CARNET DE JUSTICE DU JDM. Les élèves de 2nde 8 du lycée de Petite-Terre venus assister à l’audience correctionnelle ont eu droit à une démonstration du délicat exercice de la justice ce mercredi matin.
La principale affaire concernait un homme d’une quarantaine d’années, charpentier dans une entreprise de bâtiment, poursuivi pour une agression sexuelle présumée sur une petite fille de 6 ans en 2008. Le dossier est particulièrement difficile. Vide de preuves, c’est parole contre parole.
Ce type d’audience se déroule généralement à huis clos mais ce mercredi, l’absence de la petite victime présumée et de sa mère permet à l’audience d’être publique.
L’affaire éclate en mai 2012. Dans la région bordelaise où elle vit depuis quelques mois, une Mahoraise regarde la télévision avec sa fille. Le programme évoque un viol subi par une femme. La gamine, alors âgée de 10 ans, dit à sa mère : «à moi aussi, ça m’est arrivé». C’est le choc.
Un récit sans preuve
La mère se rend au commissariat et relate les faits racontés par sa fille. Quatre ans plutôt à Mayotte, elle avait passé quelques nuits dans la maison d’un couple, alors que sa mère s’était absentée du département. La petite dormait avec deux copines de son âge dans la même pièce que le couple. Mais une nuit alors que l’homme était seul, il aurait amené la fillette dans son lit et l’aurait violée. La petite décrit très clairement des actes de pénétration.
La procédure s’enclenche et logiquement la fillette subit un examen médical qui conclut pourtant à sa virginité et à l’absence de toute lésion qui pourrait accréditer son récit. Aucune séquelle psychologique n’est relevée.
L’enquête traine en longueur jusqu’au mois de septembre 2013 où l’homme désigné par l’enfant est enfin entendu à Mayotte. Il nie les faits. «Je ne l’ai jamais touché, je la considère comme une enfant de la maison», déclare-t-il aux enquêteurs. Mais la parole de l’enfant emporte tout : l’homme est mis en examen.
Une ligne de défense qui fait douter
Tout au long de la procédure, il sera convoqué à neuf reprises et devra se plier à une confrontation. Il va nier avec constance, mais sa ligne de défense est changeante : il évoque une vengeance de la mère de l’enfant avec laquelle il a eu une liaison, puis la volonté de cette femme d’obtenir de l’argent.

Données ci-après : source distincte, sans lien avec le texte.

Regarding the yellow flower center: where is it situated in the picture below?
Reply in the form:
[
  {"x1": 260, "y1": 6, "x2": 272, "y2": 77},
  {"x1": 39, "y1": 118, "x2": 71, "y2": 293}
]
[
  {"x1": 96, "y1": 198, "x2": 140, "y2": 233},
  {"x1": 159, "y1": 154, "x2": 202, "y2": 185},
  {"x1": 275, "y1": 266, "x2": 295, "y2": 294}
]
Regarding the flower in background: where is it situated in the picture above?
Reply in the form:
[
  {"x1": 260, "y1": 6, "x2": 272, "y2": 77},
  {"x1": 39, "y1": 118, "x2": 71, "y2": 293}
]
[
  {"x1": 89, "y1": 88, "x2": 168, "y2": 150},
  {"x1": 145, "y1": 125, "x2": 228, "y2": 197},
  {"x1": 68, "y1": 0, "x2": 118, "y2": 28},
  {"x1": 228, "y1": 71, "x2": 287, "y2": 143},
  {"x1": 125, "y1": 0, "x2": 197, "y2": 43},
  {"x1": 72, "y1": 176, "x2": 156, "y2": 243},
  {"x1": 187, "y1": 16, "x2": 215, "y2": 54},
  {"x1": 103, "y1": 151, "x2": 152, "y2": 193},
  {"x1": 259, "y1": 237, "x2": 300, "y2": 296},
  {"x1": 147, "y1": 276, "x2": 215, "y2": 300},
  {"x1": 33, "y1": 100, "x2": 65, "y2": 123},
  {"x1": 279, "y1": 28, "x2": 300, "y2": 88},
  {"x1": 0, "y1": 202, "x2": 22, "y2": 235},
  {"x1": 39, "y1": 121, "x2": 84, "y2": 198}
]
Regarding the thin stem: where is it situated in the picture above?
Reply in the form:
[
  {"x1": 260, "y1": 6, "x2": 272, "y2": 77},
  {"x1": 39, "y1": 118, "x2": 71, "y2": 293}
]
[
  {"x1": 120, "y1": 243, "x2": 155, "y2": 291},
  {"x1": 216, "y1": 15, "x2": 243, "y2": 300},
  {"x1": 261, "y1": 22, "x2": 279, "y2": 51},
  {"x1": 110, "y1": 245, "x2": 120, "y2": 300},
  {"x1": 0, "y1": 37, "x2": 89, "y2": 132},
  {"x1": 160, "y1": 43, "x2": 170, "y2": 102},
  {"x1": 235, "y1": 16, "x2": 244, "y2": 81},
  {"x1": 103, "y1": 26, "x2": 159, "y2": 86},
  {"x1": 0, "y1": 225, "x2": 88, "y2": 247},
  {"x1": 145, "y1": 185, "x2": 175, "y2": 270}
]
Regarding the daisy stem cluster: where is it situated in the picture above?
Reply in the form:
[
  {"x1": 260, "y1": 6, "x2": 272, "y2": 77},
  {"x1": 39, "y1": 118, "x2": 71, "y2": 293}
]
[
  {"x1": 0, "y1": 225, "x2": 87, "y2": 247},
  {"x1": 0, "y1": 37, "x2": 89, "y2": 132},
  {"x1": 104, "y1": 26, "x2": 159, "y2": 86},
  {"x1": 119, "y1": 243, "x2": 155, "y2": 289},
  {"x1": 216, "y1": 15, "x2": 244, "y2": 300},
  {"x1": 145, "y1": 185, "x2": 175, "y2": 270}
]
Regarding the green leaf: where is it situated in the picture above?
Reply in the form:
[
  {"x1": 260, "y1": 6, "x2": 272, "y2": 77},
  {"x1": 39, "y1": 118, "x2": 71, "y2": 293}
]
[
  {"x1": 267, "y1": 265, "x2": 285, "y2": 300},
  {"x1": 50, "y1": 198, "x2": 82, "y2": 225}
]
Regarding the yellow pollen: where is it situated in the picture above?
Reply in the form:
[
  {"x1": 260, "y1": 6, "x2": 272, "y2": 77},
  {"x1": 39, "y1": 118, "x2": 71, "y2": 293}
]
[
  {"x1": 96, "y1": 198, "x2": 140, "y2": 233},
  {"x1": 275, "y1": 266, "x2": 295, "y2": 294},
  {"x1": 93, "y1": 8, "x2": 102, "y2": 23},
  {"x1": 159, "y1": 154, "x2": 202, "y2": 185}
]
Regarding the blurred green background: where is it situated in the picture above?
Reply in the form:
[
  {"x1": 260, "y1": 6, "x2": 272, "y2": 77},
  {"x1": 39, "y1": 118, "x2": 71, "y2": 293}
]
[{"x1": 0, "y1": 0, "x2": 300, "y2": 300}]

L’enfant serait manipulée et serait devenue l’objet d’un chantage… des positions qui fluctuent et des détails dans le récit de ces nuits passées par l’enfant chez lui qui sont suffisamment flous pour jeter le doute sur sa sincérité.
Les questions musclées comme la plaidoirie de Me Simon, l’avocat de la jeune fille, font pencher la balance du côté de la victime présumée même si les 18 mois de prison avec sursis requis par le procureur témoignent de la fragilité du dossier.
Trop de zones d’ombre
C’est l’intervention de Me Cooper, l’avocate du prévenu, qui va changer la donne. Patiemment, elle reprend chaque élément de l’affaire, pointe les contradictions et surtout les nombreux détails qui changent au fil du temps : l’heure des événements supposés, les vêtements de la fillette, la période des faits, le sang dont on nous dit qu’il a coulé avant que la fillette ne parle plus de pénétration…
Me Cooper épluche enfin les comptes rendus des 9 auditions de son client pour pointer les «armes déloyales» utilisées par les policiers dans leurs méthodes d’interrogatoire. Elle retient surtout, au-delà des maladresses de langage de l’homme, sa constance dans la négation des faits.
Au final, à quelle parole accorder le plus de crédibilité ? Le tribunal ne peut se défaire de ses doutes. Il accède aux demandes de Me Cooper et relaxe l’homme mis en cause. Peut-être, pour lui, la fin de longues années de cauchemar.